Together, the epistatic QTL explained a higher proportion of the genotypic variance than the main effects which highlights the importance of gene networks even for quantitative traits such as oil content. Our results corroborate those from Zuk et al. (2012) who used a theoretical approach to show that the missing heritability in human association studies may be due in significant part to genetic interactions. In addition they show that traits with greater biological complexity may have a higher contribution of epistasis than less complex traits. The observed strong contribution of epistasis to the genotypic variance as compared to other association studies in crops (Buckler et al. 2009; Kump et al. 2011) may be attributed to the different experimental designs, different genetic architectures of the underlying traits, a genome-wide versus a candidate-gene based approach, but also to the fact that our study was based on elite germplasm in which many of the major additive QTL may be fixed due to the selection in breeding programs.

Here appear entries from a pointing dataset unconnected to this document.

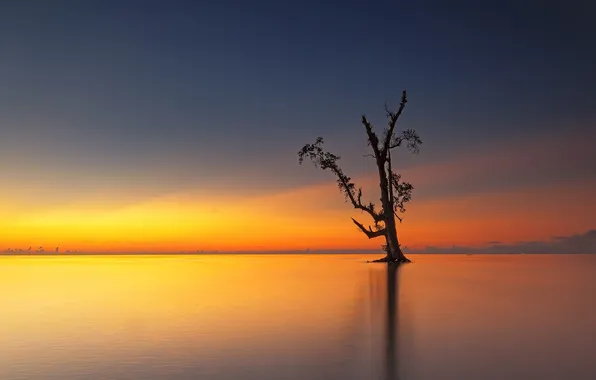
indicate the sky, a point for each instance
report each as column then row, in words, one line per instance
column 141, row 126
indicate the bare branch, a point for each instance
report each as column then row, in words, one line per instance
column 392, row 121
column 328, row 161
column 369, row 233
column 412, row 139
column 373, row 140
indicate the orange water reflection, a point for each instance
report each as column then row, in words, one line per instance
column 297, row 316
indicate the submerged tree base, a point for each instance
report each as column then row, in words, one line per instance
column 388, row 260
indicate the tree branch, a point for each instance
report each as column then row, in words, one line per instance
column 373, row 140
column 357, row 201
column 393, row 116
column 369, row 233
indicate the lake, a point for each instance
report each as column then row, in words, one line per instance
column 297, row 317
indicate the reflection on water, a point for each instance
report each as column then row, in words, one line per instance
column 297, row 317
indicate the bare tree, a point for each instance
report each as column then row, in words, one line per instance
column 394, row 193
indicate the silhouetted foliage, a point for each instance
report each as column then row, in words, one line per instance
column 394, row 193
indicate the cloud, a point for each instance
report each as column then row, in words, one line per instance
column 579, row 243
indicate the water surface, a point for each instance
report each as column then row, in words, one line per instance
column 297, row 317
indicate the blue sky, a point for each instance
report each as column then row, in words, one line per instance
column 160, row 96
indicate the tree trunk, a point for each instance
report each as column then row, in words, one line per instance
column 394, row 253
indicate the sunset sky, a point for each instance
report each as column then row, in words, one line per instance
column 150, row 126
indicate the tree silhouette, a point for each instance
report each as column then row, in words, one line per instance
column 394, row 193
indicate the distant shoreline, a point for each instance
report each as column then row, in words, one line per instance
column 54, row 254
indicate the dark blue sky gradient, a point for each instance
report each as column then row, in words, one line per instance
column 165, row 94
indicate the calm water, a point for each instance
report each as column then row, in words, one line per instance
column 297, row 317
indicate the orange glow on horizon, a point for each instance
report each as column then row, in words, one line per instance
column 313, row 217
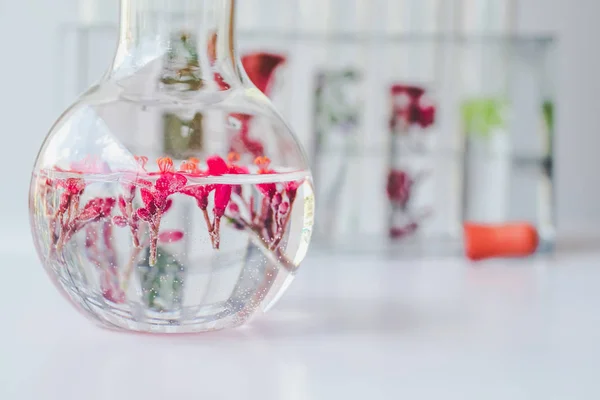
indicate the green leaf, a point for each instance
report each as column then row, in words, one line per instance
column 483, row 115
column 162, row 284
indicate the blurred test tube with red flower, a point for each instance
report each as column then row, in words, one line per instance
column 413, row 113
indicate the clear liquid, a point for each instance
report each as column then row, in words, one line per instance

The detected epistatic QTL can mainly be classified as complementary gene interactions (Figs. 2a, S5) which can result if genes code for enzymes in the same pathway such that the final product depends on an optimal functioning of all involved gene products (Holland 2001). Interestingly, we observed that the alleles with the positive effect on oil content and the highest contribution to the most favorable epistatic interaction were often not the most frequent alleles, opening room for a knowledge-based improvement of this trait. Some of the genetic interactions identified here also reflect direct biochemical interactions (e.g., ACC subunits BCCP and BCT) or confirm the interaction of the transcription factor WRI1 with the promoter sequences of PK and BCCP (Baud et al. 2009). Our approach revealed that there is extensive crosstalk between the genes involved in TAG biosynthesis (Fig. 3). This is not limited to single cellular compartments or modules of genes with similar function but rather involves interactions between the regulatory machinery, the enzymes catalyzing steps in the cytosol/plastid, and those in the ER.

Fig. 3
figure 3

Visualization of the interaction networks. Intergenic epistatic interactions detected for oil content between the candidate genes from the different modules

Effect of intragenic epistasis on complex traits

Our epistasis scan also revealed the presence of intragenic epistasis affecting oil content. A recent theory raised by Haig (2011) suggests that the hidden heritability of complex traits may be hiding in epistasis between linked SNPs. If such intragenic epistasis, i.e., favorable haplotypes within a gene, affects the trait, then this will go undetected in GWAS as each locus is assessed separately. In contrast, in pedigree studies with their much higher extent of LD, the haplotypes can not be resolved and their effect will add to the additive genetic variance. Our results substantiate this theory and show that intragenic epistasis is present even for complex traits and, more importantly, contributes to a considerable amount to the genotypic variance.

Conclusions

In a wider context, our discoveries may be of broad relevance for association approaches of complex traits. Our results exemplify the impact of both, intergenic and intragenic epistasis that explained a considerable proportion of the genotypic variance. Future association studies should, therefore, have appropriate designs and include scans for epistasis as one of the potential sources for the phenomenon of hidden heritability.